Watching the World Cup on a business trip to Little Rock, Arkansas had me double-take when I saw what my host-city's famous son wore while he was in South Africa rooting for the US men. President Clinton's collar forced me to post a few images of it.
There stood our former President, in an uncharacteristically excellent shirt of purple "gingham-check" (we often call it a small butcher check), with a fantastic cut-away collar. This looks a lot like a T.M. Lewin St. James collar (they call it "lilac"). Judging by the photo above, it may not be of the tapered variety.

Appearing at the World Cup in so pleasant a shirt, with a tie equally well played was impressive. Discovering this while I was actually in Little Rock was all too strange, and I was immediately moved to broadcast his handsome choice in collar. This also means that I have to either partially retract, or at least modify, my earlier claims about Pols and collars. Well played, Mr. President.

Monday, June 7, 2010

Socks the life out of you...

The rebirth of the sock seems to be here. Several readers have asked about socks lately, so I am putting this in. What do socks mean? Generally, something beyond keeping chiggers off the ankle bone, but not as far as a semaphore code of the clubby cognoscenti. Purveyors of fine gent-clothing are filling their sock display cases with vivid and relatively heroic sock patterns, to the delight of many, and to the horror of most. The preceding-described ratio gives the trend a better-than-average chance of being good, but with a shelf-life (drawer life?). Is this a trend? Yes. Is it new? Absolutely not. The English pioneered the gentleman's ankle-hose chance glance as a template for dash just as the neck, breast-pocket, and wrist were all developed into fully legitimate and explorable areas of statement.



Conservative suit? The socks take the sting out... or perhaps add it in... either way, you transform the look. Do you regularly meet after work in a venue surrounded by men with the off-the-rack-cut suits? Have the lawyers or fancies begun to add the pocket-square after several of your handsomely bedecked appearances? Simply steady the helm right for the rocky shore, and watch the others peel away to safety as your spreaders brush the branches on your daring tack, in and out of territory unfriendly to most.

BTC Contributor at the Speakeasy
Double breasted suit or blazer? Why not deliver that Lord Byron lecture in ribbed pink socks? The timid will gasp, and the ladies will cross the room to compliment you.

If bold stripes are too flash, soften the ankle/shin reveal with a more plain green, blue, or maroon.

YWP in Green Socks
If you see a man in a conservative suit wearing red socks, there is a very good chance that he is involved in the London arts scene, and is familiar with where one gets genuine lacquered pieces at fair prices. Mismatched socks? Probably a good writer or a bad graduate student. White socks? This one depends: If they are tube socks, you are interviewing an impostor, and you are about to be shaken down for what money you can pull together from pockets and wallets.
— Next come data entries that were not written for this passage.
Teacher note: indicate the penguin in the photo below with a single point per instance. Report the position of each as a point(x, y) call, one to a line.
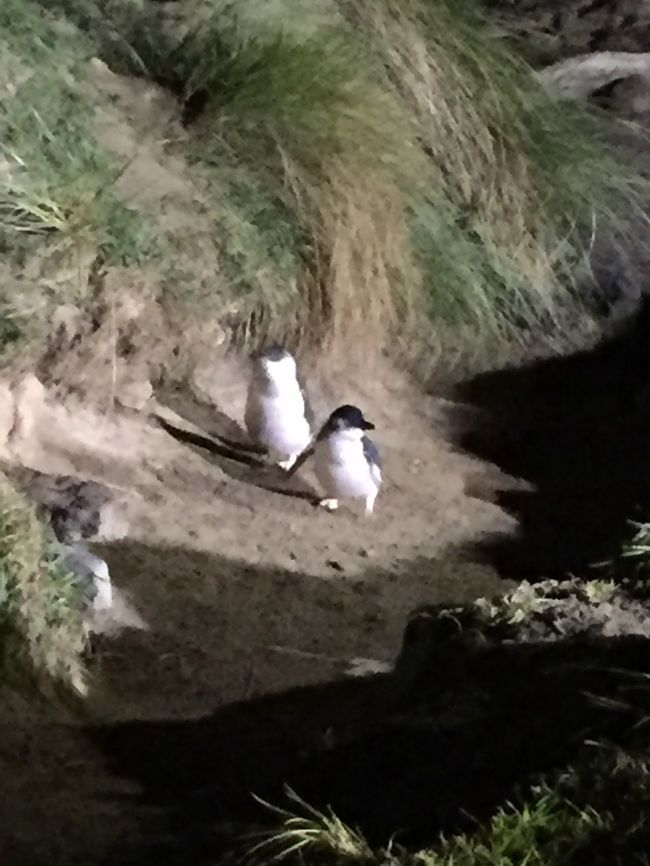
point(276, 414)
point(347, 462)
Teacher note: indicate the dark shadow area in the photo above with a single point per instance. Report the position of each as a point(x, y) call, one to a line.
point(578, 429)
point(438, 745)
point(240, 463)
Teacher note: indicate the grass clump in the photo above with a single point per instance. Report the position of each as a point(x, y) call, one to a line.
point(428, 170)
point(373, 168)
point(56, 182)
point(545, 831)
point(41, 626)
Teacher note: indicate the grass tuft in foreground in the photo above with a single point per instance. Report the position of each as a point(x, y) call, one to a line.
point(41, 628)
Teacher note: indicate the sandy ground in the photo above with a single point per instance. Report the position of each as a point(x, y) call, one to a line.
point(245, 586)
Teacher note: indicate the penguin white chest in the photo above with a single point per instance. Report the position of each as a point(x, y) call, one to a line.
point(276, 419)
point(342, 468)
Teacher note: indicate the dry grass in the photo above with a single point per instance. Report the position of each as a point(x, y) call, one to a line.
point(377, 174)
point(546, 831)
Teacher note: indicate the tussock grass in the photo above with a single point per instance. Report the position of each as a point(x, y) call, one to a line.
point(56, 182)
point(546, 831)
point(41, 628)
point(377, 167)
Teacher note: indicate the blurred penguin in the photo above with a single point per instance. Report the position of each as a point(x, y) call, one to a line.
point(347, 462)
point(277, 416)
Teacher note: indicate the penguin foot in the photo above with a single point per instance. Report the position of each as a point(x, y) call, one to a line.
point(370, 504)
point(329, 504)
point(286, 465)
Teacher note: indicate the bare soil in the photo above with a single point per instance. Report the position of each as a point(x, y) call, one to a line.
point(245, 586)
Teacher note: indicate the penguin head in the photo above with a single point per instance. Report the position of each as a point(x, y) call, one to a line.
point(277, 363)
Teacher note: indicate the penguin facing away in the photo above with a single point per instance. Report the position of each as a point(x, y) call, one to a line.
point(276, 414)
point(347, 462)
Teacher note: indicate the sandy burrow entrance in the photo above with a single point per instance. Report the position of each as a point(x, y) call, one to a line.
point(246, 587)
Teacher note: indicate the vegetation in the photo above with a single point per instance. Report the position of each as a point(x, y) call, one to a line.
point(544, 832)
point(41, 628)
point(360, 168)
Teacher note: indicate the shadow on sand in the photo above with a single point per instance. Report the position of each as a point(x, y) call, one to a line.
point(436, 746)
point(578, 429)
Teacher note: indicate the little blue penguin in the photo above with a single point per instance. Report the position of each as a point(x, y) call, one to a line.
point(276, 413)
point(91, 572)
point(347, 462)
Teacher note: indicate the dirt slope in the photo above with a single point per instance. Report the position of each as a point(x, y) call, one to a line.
point(245, 589)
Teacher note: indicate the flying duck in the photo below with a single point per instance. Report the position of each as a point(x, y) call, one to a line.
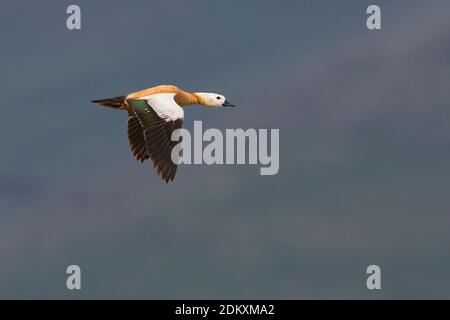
point(153, 114)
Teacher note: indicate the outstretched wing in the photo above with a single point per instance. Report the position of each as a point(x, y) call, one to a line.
point(158, 115)
point(136, 138)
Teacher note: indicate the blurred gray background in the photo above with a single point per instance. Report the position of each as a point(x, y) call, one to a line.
point(364, 176)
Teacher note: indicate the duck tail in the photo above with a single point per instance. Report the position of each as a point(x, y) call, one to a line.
point(116, 102)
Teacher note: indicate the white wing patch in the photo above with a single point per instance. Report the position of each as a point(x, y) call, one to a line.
point(165, 106)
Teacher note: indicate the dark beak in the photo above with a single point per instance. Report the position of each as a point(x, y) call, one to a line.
point(228, 104)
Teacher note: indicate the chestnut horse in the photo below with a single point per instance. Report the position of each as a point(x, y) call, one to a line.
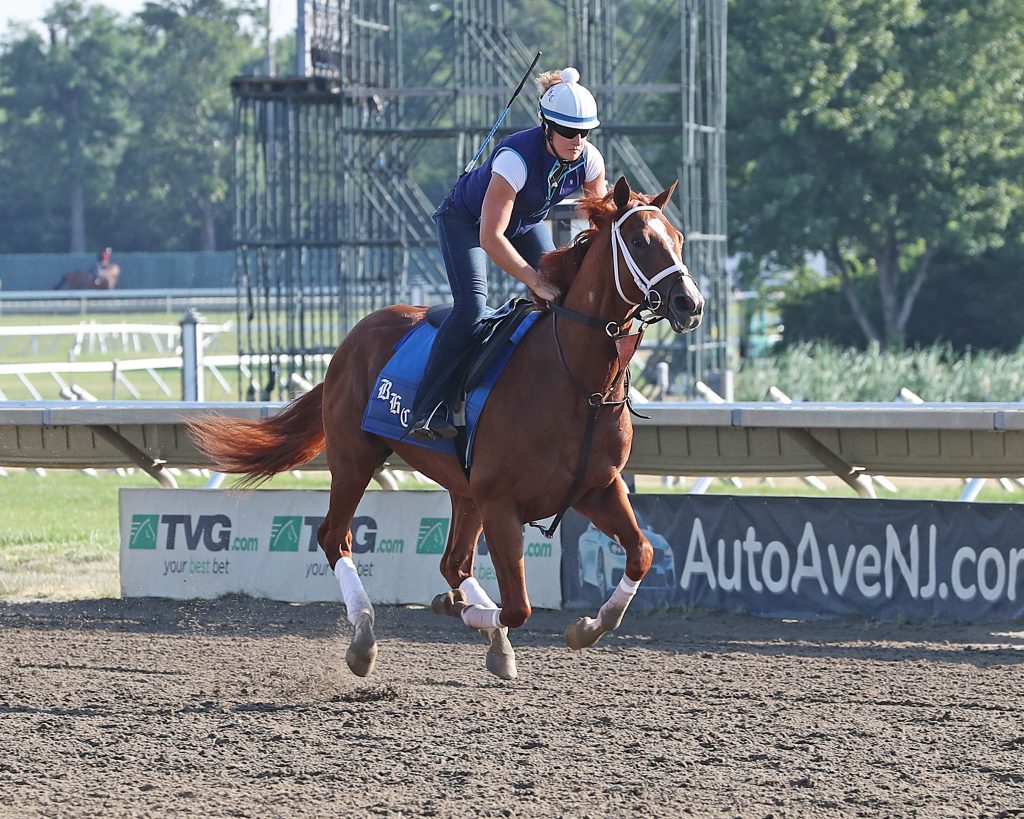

If the socks are thick and heavily cabled, and can be pulled over the knee, you have a man wearing kilt-hose with his suit during the winter, and you should treat him like the visionary he is. Make no mistake... tall ribbed black socks are perfect, and always acceptable. Gold Toe makes great ones that last forever, and have nice ribbing and snap. The best? For my money, and for universality, I like tall ribbed over-the-calf charcoal flecked socks. However, the trend back toward ankle-flash is welcome, and I hope it continues. Thomas Pink, Turnbull & Asser, T.M. Lewin, and the rest, all have vast new inventories of more daring socks.

I am happy to see these little ankle beacons flickering around sidewalks, halls, and offices. I like it with black-tie on occasion, and one can't go wrong with thinner models worn with summer suits. If you are expected as a guest at a house or culture which generally requires shoe-removal at entry, show the host that you don't screw around, and reveal polka dots ("spots" to the English) or a candy-stripe from within the shoe which they assume with defile their floors. The perfect time to try out a particularly loud pattern is during air-travel... TSA and the white-sneakered air patrons will get an eyefull as you remove (for inspection) the hardest working element of your wardrobe.